Why is my website page view count higher on section.io than on Google Analytics?


#1

Non JS Browsers Don’t Count in GA
GA can count sessions for browsers which are running Javascript (JS). Not all of your users’ browsers have JS turned on and some browsers will not run it - specifically bots.

While the volume of real users with JS turned off browsing your site may be as low as 1% the volume of bots visiting your site may be large indeed. Bots such as Google, Bing etc do not run JS but do dowload your website’s pages.

It’s All About the Bots
The proportion of bot traffic on your website is a function of the number of pages your site presents to the bots for crawling versus the volume of normal traffic. For sites with volumes of real users in the hundreds of thousands per month and where the sites have many pages for a bot to crawl (such as ecommerce product pages) bot traffic may be greater than 50-75% of traffic on your website. This can be a shocking statistic to see for the first time.
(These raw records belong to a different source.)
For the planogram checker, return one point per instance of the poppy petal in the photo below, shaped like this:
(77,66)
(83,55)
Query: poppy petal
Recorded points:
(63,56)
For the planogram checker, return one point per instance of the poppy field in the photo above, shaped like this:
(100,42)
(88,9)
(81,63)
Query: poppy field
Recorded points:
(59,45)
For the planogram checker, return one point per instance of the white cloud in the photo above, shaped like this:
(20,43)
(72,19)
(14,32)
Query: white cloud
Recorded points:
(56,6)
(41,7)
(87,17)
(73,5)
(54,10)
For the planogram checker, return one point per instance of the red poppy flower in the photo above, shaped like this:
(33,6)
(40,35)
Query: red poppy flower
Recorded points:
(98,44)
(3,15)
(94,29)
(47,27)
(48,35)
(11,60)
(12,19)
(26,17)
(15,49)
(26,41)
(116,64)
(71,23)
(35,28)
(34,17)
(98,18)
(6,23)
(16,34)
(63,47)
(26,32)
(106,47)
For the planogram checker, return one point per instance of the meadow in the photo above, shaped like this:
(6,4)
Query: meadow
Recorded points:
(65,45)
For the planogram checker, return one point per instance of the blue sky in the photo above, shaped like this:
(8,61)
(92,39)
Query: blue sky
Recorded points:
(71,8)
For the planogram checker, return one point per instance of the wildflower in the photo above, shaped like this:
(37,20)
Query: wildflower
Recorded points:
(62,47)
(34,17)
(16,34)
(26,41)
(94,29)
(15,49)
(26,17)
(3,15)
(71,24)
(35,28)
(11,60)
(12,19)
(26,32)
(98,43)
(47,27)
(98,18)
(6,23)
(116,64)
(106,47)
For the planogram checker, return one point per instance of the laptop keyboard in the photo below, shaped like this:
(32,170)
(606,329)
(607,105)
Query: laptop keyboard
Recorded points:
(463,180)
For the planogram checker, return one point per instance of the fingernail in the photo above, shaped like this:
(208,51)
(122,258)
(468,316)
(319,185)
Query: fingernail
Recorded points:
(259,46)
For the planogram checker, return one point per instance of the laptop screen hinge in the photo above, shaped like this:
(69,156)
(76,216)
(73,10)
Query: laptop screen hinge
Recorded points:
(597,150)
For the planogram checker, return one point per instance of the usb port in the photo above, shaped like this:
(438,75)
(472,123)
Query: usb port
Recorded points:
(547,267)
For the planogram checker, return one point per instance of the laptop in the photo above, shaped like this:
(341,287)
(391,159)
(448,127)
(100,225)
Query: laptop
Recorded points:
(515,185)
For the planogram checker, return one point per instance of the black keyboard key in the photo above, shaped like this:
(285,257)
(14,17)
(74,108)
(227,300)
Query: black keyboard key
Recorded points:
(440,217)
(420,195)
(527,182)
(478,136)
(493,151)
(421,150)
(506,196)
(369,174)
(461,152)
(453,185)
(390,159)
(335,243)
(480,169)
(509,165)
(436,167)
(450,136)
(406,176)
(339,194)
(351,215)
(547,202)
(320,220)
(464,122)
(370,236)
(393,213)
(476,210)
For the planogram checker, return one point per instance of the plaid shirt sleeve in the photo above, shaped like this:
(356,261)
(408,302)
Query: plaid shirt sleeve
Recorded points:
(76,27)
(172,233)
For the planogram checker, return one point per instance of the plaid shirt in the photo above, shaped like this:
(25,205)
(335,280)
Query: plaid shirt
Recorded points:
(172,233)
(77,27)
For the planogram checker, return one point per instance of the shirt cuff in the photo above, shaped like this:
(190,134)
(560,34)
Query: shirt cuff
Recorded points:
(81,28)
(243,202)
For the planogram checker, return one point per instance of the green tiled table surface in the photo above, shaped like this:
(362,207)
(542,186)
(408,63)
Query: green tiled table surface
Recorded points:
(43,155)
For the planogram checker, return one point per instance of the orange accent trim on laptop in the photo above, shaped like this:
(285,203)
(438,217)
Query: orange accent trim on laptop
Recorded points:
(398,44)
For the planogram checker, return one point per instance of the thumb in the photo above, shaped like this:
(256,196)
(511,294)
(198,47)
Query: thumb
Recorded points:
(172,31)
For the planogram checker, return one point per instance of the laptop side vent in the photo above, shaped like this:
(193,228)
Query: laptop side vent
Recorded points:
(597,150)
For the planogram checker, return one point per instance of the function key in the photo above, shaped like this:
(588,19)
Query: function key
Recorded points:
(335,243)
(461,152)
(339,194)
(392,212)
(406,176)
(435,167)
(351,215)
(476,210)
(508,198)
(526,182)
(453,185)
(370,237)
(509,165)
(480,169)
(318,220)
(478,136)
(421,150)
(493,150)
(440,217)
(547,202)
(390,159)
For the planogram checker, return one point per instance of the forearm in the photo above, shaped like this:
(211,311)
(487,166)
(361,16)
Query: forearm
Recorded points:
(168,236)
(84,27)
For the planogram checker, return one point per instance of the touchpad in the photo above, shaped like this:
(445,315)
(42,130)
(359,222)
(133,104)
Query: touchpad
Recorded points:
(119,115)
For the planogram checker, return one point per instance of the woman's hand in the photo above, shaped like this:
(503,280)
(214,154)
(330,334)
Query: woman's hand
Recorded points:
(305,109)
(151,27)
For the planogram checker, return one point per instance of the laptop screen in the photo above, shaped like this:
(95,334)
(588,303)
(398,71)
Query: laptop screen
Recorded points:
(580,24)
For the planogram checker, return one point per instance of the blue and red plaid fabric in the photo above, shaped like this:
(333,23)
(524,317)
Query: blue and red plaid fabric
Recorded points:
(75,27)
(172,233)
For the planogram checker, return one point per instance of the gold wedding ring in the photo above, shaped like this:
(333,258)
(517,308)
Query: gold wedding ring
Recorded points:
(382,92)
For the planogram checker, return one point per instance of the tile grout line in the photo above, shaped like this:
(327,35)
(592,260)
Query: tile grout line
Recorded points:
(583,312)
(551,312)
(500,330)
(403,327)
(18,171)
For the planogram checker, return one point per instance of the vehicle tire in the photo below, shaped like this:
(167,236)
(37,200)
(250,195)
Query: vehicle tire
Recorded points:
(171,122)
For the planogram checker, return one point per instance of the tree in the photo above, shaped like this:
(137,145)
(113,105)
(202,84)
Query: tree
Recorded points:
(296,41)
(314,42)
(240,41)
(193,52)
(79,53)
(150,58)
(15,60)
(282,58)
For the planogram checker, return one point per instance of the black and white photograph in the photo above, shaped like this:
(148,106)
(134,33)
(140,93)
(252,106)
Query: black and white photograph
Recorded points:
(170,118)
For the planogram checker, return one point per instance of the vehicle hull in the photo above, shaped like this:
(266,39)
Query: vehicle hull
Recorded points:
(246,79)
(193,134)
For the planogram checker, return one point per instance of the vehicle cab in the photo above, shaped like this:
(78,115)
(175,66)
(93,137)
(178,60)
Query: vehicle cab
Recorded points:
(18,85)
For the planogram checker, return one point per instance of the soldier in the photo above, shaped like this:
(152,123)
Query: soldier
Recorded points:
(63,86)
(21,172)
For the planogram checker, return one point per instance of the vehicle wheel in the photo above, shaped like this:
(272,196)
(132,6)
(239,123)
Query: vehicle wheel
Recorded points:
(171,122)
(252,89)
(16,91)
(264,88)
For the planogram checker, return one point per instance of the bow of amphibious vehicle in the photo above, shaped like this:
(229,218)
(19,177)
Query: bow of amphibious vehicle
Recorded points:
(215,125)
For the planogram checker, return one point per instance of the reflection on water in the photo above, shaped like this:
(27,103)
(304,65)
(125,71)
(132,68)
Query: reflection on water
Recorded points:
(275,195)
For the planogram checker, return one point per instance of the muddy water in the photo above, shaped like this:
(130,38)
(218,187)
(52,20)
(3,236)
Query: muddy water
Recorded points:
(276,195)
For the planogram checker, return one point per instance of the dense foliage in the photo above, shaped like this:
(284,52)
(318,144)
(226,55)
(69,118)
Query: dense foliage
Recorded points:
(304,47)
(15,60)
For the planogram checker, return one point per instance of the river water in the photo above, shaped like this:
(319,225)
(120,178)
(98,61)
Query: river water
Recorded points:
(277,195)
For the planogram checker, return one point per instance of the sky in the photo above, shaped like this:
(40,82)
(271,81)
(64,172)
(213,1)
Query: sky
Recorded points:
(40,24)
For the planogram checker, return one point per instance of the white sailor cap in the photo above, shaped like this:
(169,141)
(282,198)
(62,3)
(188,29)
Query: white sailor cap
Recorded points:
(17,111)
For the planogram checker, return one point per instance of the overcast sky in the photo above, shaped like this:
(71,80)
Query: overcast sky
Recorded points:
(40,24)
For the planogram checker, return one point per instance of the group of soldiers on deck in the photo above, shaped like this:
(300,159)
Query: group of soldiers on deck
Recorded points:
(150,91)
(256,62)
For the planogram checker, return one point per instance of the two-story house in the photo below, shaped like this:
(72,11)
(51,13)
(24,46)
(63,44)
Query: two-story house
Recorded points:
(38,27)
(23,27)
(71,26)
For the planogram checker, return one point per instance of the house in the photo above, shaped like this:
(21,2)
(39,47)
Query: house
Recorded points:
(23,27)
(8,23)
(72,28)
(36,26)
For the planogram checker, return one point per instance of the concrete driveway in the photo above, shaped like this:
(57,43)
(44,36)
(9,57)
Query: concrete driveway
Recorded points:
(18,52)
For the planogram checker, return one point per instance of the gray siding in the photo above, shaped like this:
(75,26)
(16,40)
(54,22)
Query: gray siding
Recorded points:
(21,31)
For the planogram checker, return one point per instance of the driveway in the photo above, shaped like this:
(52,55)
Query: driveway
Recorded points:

For example, here are the to 20 user agents browsing a particular website which is serving circa 60,000 pages a day (including bot traffic). The obvious bot browsers have been noted. The top 2 browsers and 6 of the top 10 are bots.

Sites with larger volumes of normal traffic (over the 2m pages per month) do not usually see bots as a significant proportion of traffic except where the catalog of pages presented to the bots is unusually large.

Serve Bots Faster
Serving bots faster, more reliable pages is a good thing. While you may choose to reduce the rate with which the bots crawl your website, you cannot change the frequency (see for example Google Support). You could also mark pages on your site for the bots to not crawl. However, serving faster responses to search bots (for all content types) is advantageous for the site SEO ranking. See Google’s reference to this.

Why is a Bot Page View the Same as Normal User?
Bots make your site serve pages in the same way as a real browser. They request the HTML and the assets associated with the HTML in the same way as a real user so from your webserver’s perspective and section.io, a bot requires the same level as service as a real user.


#2

Here is an excellent article discussing the use of headers to manage the bot traffic on your site.

TLDR

  1. Use cache expiry times on static resources
  2. Use conditional GETs to serve HTTP 304 rather than 200 so that:

"The next time the document is requested, Googlebot or Bingbot will add a If-Modified-Since: header to the request that contains the Last-Modified date that it received. (In the examples below, I’m using curl and the -H option to send these HTTP headers.)

If the document hasn’t been modified since the If-Modified-Since date, then the server will return a 304 Page Not Modified response code and no document. The client, whether it is Googlebot, Bingbot, or a browser, will use the version that it requested previously."